Islamophobia is another issue to consider in conjunction with immigration, due to many of the migrants arriving in Europe, from regions such as the Middle East, being Muslim. Conflict isn’t the only reason for their migration- poverty and even climate change are influential reasons.
Nonetheless, it has led to Islamophobic comments being made by right-wing, populist, figures in Europe. For example, Geert Wilders, the leader of the Dutch ‘Party for Freedom’, regarded the arrival of migrants as an “Islamic invasion”.
Among other reasons is the backlash towards the European project, a process of closer political and economic ties between the Member States of the European Union. The impact of the euro has been astoundingly bad for smaller countries in the bloc, such as Greece whose unemployment rates hover around 50%. Youth unemployment is a particular problem for Europe, as shown in October of 2016 when 4.1 million people under 25 were unemployed in the EU, and 2.9 million of them were living in the eurozone. A debt crisis in Greece has continued to plague the country’s fortunes for over a decade, with it receiving the biggest financial rescue of a bankrupt country in history, in exchange for destructive austerity measures that continue to create misery for Greeks. In other words, the European Union might work for some, such as the leading countries of France and Germany, but for countries like Spain and Greece, it seems like the pursuit for an ‘ever-closer union’ has not worked out so well, and that only feeds the far-right and their anti-establishment, anti-EU agendas.
The future for European politics, at the moment at least, looks destined to go hand-in-hand with the far-right. At best, there will merely be an increased influence from within the European Parliament and across domestic politics. At worst, we could be witnessing outright coalitions or control by the far-right, pushing forward agendas which leave the European project in peril, as well as those it includes, such as the thousands of migrants coming to the continent for safety and a new life.
Brexit has not helped, but the chaos that’s being caused in the UK might just send a message of hope that the EU is the best option moving forward for the other Member States.
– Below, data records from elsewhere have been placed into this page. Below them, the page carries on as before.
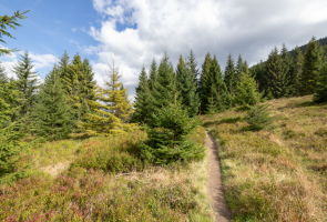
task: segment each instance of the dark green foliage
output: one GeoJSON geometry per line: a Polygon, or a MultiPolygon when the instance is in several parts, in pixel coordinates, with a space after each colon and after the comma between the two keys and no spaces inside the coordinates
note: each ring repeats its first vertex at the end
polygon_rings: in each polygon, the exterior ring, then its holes
{"type": "MultiPolygon", "coordinates": [[[[257,103],[258,97],[255,79],[248,72],[242,72],[241,82],[237,84],[234,102],[238,104],[237,111],[249,110],[252,105],[257,103]]],[[[263,93],[259,93],[262,100],[263,93]]]]}
{"type": "Polygon", "coordinates": [[[149,89],[151,93],[155,91],[156,81],[157,81],[157,65],[155,60],[153,59],[149,70],[149,89]]]}
{"type": "Polygon", "coordinates": [[[0,63],[0,85],[6,84],[9,81],[4,68],[0,63]]]}
{"type": "Polygon", "coordinates": [[[91,112],[90,102],[95,101],[95,80],[89,59],[84,59],[82,63],[82,72],[79,74],[79,113],[81,121],[85,121],[84,115],[91,112]]]}
{"type": "Polygon", "coordinates": [[[216,59],[216,56],[214,56],[214,59],[211,63],[206,87],[207,89],[205,91],[207,93],[205,94],[205,111],[208,111],[208,103],[211,98],[213,98],[213,103],[216,111],[222,112],[232,107],[232,99],[227,91],[227,87],[223,80],[222,70],[216,59]]]}
{"type": "Polygon", "coordinates": [[[290,79],[289,82],[292,84],[290,95],[296,97],[300,94],[300,75],[302,75],[302,61],[303,54],[298,47],[294,50],[294,57],[292,58],[292,63],[289,65],[290,79]]]}
{"type": "Polygon", "coordinates": [[[13,170],[16,158],[21,151],[20,139],[24,137],[23,120],[11,122],[20,102],[16,82],[0,84],[0,176],[13,170]]]}
{"type": "Polygon", "coordinates": [[[139,75],[139,85],[136,90],[136,111],[132,115],[132,122],[149,123],[153,110],[151,109],[152,94],[149,89],[149,81],[145,72],[145,68],[142,68],[142,71],[139,75]]]}
{"type": "Polygon", "coordinates": [[[319,42],[313,37],[309,41],[303,58],[300,75],[300,94],[311,94],[315,92],[317,75],[321,65],[324,51],[319,42]]]}
{"type": "MultiPolygon", "coordinates": [[[[319,42],[319,44],[320,44],[321,47],[324,46],[324,48],[326,49],[326,46],[327,46],[327,37],[321,38],[321,39],[318,39],[317,41],[319,42]]],[[[305,51],[307,50],[307,47],[308,47],[308,44],[304,44],[304,46],[298,47],[298,48],[299,48],[299,50],[300,50],[302,53],[305,53],[305,51]]],[[[289,54],[290,54],[292,57],[294,57],[294,54],[295,54],[295,49],[292,50],[292,51],[289,51],[289,54]]]]}
{"type": "Polygon", "coordinates": [[[260,92],[265,92],[267,95],[268,82],[266,78],[266,64],[260,60],[260,62],[249,69],[249,72],[253,73],[256,82],[260,85],[260,92]]]}
{"type": "Polygon", "coordinates": [[[45,77],[34,109],[35,133],[50,140],[64,139],[72,130],[71,107],[68,104],[59,77],[59,71],[54,67],[45,77]]]}
{"type": "Polygon", "coordinates": [[[212,64],[212,57],[211,54],[207,52],[204,59],[204,62],[202,64],[202,73],[201,73],[201,78],[200,78],[200,99],[201,99],[201,107],[203,110],[206,109],[207,105],[207,94],[208,92],[208,73],[210,73],[210,68],[212,64]]]}
{"type": "Polygon", "coordinates": [[[287,69],[283,65],[283,59],[276,47],[269,53],[266,63],[266,73],[268,89],[274,98],[277,99],[288,95],[289,72],[287,72],[287,69]]]}
{"type": "MultiPolygon", "coordinates": [[[[75,120],[75,122],[81,120],[81,108],[82,108],[82,103],[81,103],[81,94],[80,94],[80,89],[79,89],[79,84],[80,81],[79,79],[81,78],[81,75],[83,74],[83,62],[82,59],[80,57],[79,53],[76,53],[73,58],[73,60],[71,61],[71,63],[68,67],[68,75],[65,78],[65,82],[64,82],[64,88],[68,89],[68,99],[69,99],[69,103],[70,105],[73,108],[73,119],[75,120]]],[[[76,125],[74,125],[74,128],[76,128],[76,125]]]]}
{"type": "Polygon", "coordinates": [[[185,105],[190,117],[195,117],[198,113],[200,99],[197,93],[197,82],[192,72],[191,63],[184,64],[181,54],[176,69],[176,84],[178,91],[178,101],[185,105]]]}
{"type": "Polygon", "coordinates": [[[0,85],[9,82],[4,68],[0,63],[0,85]]]}
{"type": "Polygon", "coordinates": [[[197,61],[195,59],[195,56],[194,56],[194,52],[193,50],[191,49],[191,52],[190,52],[190,57],[187,57],[187,62],[186,64],[190,67],[191,69],[191,72],[194,77],[194,81],[197,83],[197,79],[200,78],[200,71],[197,69],[197,61]]]}
{"type": "Polygon", "coordinates": [[[19,118],[27,118],[31,112],[37,99],[37,90],[39,88],[38,75],[32,71],[33,64],[29,52],[25,51],[18,63],[13,67],[17,74],[17,87],[21,92],[19,118]]]}
{"type": "MultiPolygon", "coordinates": [[[[9,37],[11,39],[14,39],[14,37],[12,37],[7,30],[8,28],[12,28],[16,29],[17,27],[21,27],[21,24],[18,23],[18,20],[21,19],[25,19],[27,17],[23,16],[25,12],[19,13],[19,11],[13,12],[12,17],[8,17],[7,14],[4,16],[0,16],[0,42],[1,43],[7,43],[2,37],[9,37]]],[[[1,47],[0,49],[0,57],[6,56],[6,54],[10,54],[11,52],[17,51],[16,49],[6,49],[3,47],[1,47]]]]}
{"type": "Polygon", "coordinates": [[[236,91],[236,85],[239,81],[238,79],[239,75],[236,74],[235,70],[235,64],[234,60],[232,58],[232,54],[229,53],[228,59],[227,59],[227,64],[225,68],[225,73],[224,73],[224,82],[227,87],[228,92],[233,95],[236,91]]]}
{"type": "Polygon", "coordinates": [[[67,90],[67,92],[70,91],[69,90],[69,79],[70,79],[69,64],[70,64],[70,58],[68,52],[64,50],[64,53],[59,60],[58,70],[60,74],[60,81],[62,82],[62,87],[67,90]]]}
{"type": "Polygon", "coordinates": [[[200,125],[198,118],[190,118],[178,102],[163,107],[153,114],[153,127],[146,127],[147,142],[141,145],[141,155],[154,164],[171,164],[178,160],[201,160],[204,148],[188,140],[200,125]]]}
{"type": "Polygon", "coordinates": [[[241,54],[238,56],[235,71],[236,71],[236,79],[241,79],[241,75],[242,75],[241,73],[245,71],[244,62],[241,54]]]}
{"type": "Polygon", "coordinates": [[[176,93],[175,73],[170,58],[165,53],[157,69],[157,80],[153,92],[155,112],[174,102],[176,93]]]}
{"type": "Polygon", "coordinates": [[[326,102],[327,101],[327,62],[325,62],[318,73],[317,83],[315,88],[315,102],[326,102]]]}
{"type": "Polygon", "coordinates": [[[267,111],[267,104],[260,104],[260,94],[257,93],[256,104],[249,107],[245,119],[252,130],[259,131],[270,127],[273,119],[267,111]]]}
{"type": "Polygon", "coordinates": [[[282,72],[284,73],[285,78],[287,80],[287,94],[285,95],[293,95],[293,91],[295,89],[294,82],[292,82],[292,73],[290,73],[290,67],[292,67],[292,60],[289,57],[289,53],[287,51],[287,48],[285,44],[283,44],[282,51],[280,51],[280,62],[282,62],[282,72]]]}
To combat this rise, however, will take tactical coalitions and unity across the political spectrum, from the radical left to the centre-right. The project of European togetherness needs to be strengthened and refreshed, acknowledging problems that have been caused by it, such as the euro’s negative economic effects on countries such as Spain and Greece. The future of frameworks like the Schengen Area and the Four Freedoms need to be reinforced in light of the migrant crisis, but in a sustainable way that enables countries to fairly share the number of migrants coming to the continent. Media portrayals of these migrants, however, need to be transformed. Aggressive rhetoric and negative imagery based on the actions of the few need to be eliminated, and mainstream political groups need to become more media-savvy to combat the far-right presence online and their influence across social media. Ideals of social democracy, European liberalism and inclusivity as part of a progressive umbrella need to be reiterated and emphasised by liberal parties. It’s not too late to reverse the rise of the far-right, but it’s getting to a point where it could very well be irreversible.
The European Parliament elections are just the start of what might be a dark future for Europe, should it go unchanged.